I'm running a Xilinx XC7Z010-2CLG225I
chip. I have this chip on several PCBs, all running the same software, and observe the same problem on all of them. This implies a systemic problem, not a one-off production issue. The problem is also reproducible, implying I should be able to kill it if I know where to look. But I'm still having surprising difficulty debugging the application.
The board under test accepts 24V, which gets stepped down to 5V through a V7805. The chip runs on its internal oscillator, with a 16x PLL, giving an operation speed of ~29.5 MIPS. The relevant code on this board is essentially very simple: wake up, read data from EEPROM, then enter an infinite loop. Interrupt every millisecond, observe some environmental data, and write an updated value to EEPROM. There's other stuff going on, but the problem still occurs even if the unrelated code is commented out, so I can be reasonably certain it's not relevant to the problem at hand.
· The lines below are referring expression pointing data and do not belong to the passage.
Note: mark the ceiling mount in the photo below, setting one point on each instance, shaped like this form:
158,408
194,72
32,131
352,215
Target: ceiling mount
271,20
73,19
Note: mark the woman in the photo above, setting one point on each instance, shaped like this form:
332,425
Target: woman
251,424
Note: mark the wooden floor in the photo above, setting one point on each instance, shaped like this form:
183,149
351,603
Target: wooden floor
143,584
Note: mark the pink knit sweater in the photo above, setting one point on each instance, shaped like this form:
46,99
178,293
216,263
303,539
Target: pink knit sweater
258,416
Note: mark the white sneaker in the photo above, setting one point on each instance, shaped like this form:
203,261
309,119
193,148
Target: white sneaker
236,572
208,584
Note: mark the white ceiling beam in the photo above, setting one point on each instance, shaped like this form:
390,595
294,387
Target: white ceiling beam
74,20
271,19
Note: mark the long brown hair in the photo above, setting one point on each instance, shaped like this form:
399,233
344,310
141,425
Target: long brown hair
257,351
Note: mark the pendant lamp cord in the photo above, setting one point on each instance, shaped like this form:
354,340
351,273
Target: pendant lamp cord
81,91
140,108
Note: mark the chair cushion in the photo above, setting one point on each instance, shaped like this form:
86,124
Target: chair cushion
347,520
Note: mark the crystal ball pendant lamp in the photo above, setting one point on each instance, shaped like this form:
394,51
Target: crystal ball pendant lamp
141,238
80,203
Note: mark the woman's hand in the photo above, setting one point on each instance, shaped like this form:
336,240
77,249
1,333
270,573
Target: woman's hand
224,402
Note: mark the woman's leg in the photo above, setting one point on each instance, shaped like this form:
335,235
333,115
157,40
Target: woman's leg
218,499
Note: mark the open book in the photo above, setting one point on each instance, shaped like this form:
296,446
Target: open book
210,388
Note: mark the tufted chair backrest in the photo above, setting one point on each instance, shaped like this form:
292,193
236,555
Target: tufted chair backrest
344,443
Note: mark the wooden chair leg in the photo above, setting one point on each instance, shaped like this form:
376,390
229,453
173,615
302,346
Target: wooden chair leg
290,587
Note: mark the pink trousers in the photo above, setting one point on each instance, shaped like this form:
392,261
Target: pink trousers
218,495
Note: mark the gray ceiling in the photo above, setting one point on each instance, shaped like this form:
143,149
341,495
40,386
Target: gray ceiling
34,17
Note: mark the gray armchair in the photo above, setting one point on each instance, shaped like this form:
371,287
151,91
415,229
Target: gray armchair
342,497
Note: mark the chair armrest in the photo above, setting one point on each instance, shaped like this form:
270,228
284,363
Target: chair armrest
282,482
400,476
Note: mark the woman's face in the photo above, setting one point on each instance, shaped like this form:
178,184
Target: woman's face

In general use, 95% of the time the board wakes up with the correct value in memory, and goes on about its business. The other 5% of the time, though, it wakes up with an incorrect value. Specifically, it wakes up with a bit-flipped version of the data it's supposed to have. It's a four-byte unsigned long that I'm watching, and either the upper or lower word of the long can get flipped. For example, 10 becomes 2^16-10, which later becomes 2^32-10. I can reproduce the glitch by manually cycling power several dozen times, but that's not very consistent, and my switch finger gets worn out.
In order to reproduce the problem in a controlled fashion, I built a second board which drives the 24V supply to the board under test. (Another dsPIC driving a darlington optocoupler.) The tester board turns the 24V off for 1.5 seconds (long enough for the 5V rail to drop to essentially 0 and stay there for one second), then turns the 24V on for some configurable length of time. With an on-time of approximately 520 mS, I can reproduce this EEPROM glitch within five power cycles, every time.
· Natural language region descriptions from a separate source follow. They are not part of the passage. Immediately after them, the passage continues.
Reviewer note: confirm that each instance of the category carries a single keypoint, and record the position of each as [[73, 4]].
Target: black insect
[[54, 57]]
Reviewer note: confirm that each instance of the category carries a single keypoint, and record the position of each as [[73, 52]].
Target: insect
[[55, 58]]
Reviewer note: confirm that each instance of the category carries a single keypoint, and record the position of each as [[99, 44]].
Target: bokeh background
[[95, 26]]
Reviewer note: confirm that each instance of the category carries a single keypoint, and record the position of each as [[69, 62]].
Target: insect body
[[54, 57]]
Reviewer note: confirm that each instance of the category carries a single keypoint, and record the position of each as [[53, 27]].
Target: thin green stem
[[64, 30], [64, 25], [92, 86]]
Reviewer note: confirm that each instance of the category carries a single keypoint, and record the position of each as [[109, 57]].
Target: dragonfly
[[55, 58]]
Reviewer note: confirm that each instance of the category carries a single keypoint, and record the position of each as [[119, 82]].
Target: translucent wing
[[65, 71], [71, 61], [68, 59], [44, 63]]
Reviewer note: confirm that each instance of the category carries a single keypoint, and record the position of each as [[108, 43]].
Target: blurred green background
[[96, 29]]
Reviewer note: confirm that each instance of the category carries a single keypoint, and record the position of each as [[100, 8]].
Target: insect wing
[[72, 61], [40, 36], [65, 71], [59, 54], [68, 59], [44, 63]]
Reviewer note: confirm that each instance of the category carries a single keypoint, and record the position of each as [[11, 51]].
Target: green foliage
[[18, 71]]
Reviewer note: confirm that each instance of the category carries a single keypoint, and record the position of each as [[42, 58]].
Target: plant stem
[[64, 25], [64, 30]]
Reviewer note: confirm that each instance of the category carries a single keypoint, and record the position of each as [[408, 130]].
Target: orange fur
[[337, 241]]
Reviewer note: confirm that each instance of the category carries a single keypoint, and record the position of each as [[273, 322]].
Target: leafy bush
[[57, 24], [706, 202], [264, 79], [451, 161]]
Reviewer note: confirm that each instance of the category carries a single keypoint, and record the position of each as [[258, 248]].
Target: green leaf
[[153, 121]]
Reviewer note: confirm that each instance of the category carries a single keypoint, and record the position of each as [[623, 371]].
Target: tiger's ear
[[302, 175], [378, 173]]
The 5V rail is behaving reasonably. It settles at 5V within 1 mS of turn-on, with perhaps .4V of overshoot, assuming I can trust my scope. At turn-off it decays to 0V exponentially, reaching 1V within 50 mS. I have no build warnings that seem relevant, just unused variables and missing newlines at the end of files.
I've tried several things:
Enabling/disabling the MCLR
Enabling/disabling the WDT
Enabling/disabling code protection
Enabling/disabling/changing brownout detect voltage
Enabling/disabling/changing the power-on timer
Different PLL settings on the main internal oscillator
Connecting/disconnecting my PICkit 3 programmer
Adding 470 uF of capacitance to the 5V rail
Adding/removing .1 uF across the 4.7k pullup on my MCLR pin
Disabling all interrupts in the code and leaving nothing but EEPROM updates in the main loop
Adding a 1.5 second delay to my startup routine before I start reading EEPROM
I've also written separate test code which does nothing but continually write values to EEPROM and then read them back, making sure that the value has not changed. Tens of thousands of iterations gave no errors. All I can conclude is that something goes wrong with EEPROM read or write, specifically at powerup/powerdown.
I've been using the same EEPROM libraries since 2007. I've seen occasional glitches, but nothing reproducible. The relevant code can be found here:http://srange.net/code/eeprom.chttp://srange.net/code/readEEByte.shttp://srange.net/code/eraseEEWord.shttp://srange.net/code/writeEEWord.s
I've seen EEPROM errors before in other applications, but always as one-off glitches, nothing this reproducible or consistent.
Does anyone have any idea what's going on? I'm running out of things to try.